I like the idea of removing the disk, wiping memory and having an O/S that's never been touched by biz the feds in my country won't find anything on though I could always symbolic link all logs/.bash.history and everything else to /dev/null. I'm also testing a custom OpenBSD .iso I modified instead of having to rely on linux and burn yet another new debian security update for Tails every couple of weeks. As for my now ridiculous rack stack and no doubt sudden surge in power consumptionI can always claim my private bridge is for research for democracy activists, which it sort of is with some other projects I have. Though I'm leaning towards only using lynx/w3m browser from now on and command line gpg. Less software I install and have to trust while doing this kind of work the better.

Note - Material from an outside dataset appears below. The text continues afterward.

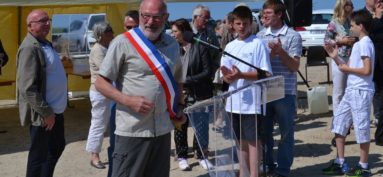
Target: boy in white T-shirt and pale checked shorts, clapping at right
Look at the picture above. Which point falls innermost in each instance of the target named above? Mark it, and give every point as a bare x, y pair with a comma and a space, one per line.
355, 106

I am also considering going full CLI and ditching GUI's for good. I think it is almost a requirement for true security. You can still use virtualization without a GUI btw, one person I talk with was shocked that you don't need a GUI to use virtualization lol.
Ask your security friend what forum software he recommends. I'm leaning towards custom SMF or even some sort of perl implementation if I can avoid PHP all together. Now I'm going to attack my network to see what kind of data leaks
He would probably suggest Frost or Syndie. Frost is tied to Freenet. Syndie can be used on a number of anonymity networks but it was made by the I2P crew. Syndie actually lets you host a single forum environment over several sorts of anonymity network / server / newsgroups / etc. I have done only a little research on either of these systems, I personally much prefer Tor to Freenet or I2P and think it offers substantially better anonymity than either of those options. I personally like PunBB for a minimalist and secure php forum. Some people are working on programming a decentralized forum in Ruby right now, would you like to join us?
-
Please forgive this uber noob question, but what is the point in setting up a Virtual Machine, they can't make your connection any more secure/anonymous can they?
My understanding was they gave you the ability to wipe your machine (but keep all progs) in like 2 minutes, am I missing something?
I mean I guess you could wipe your machine after closing TOR each time, so if any fucker has gotten some virus to you while you were online... is that it?
Please someone bring me up to speed here, thanks! ;D
VMS are great for test running .exe files.
-
I thought this thread has some good infos so i wanted to put my .02BTC and ask some questions.
h4xxtheplanet, I see the appeal of BSD, its so simple that you can understand it, but It does not have some of the SELinux MAC features. I agree console only would be the way to go for high security, but i need X. Are you still console only?
Has anyone heard of TrustedBSD?
I didn't see any mention of using a USB boot device to compare checksums of the files on you internal HDD.
Does anyone have experience recompiling the kernel in a static way such that loadable modules are disabled? please PM
Custom SELinux policy for sandboxing and NATing the tor browse bundle?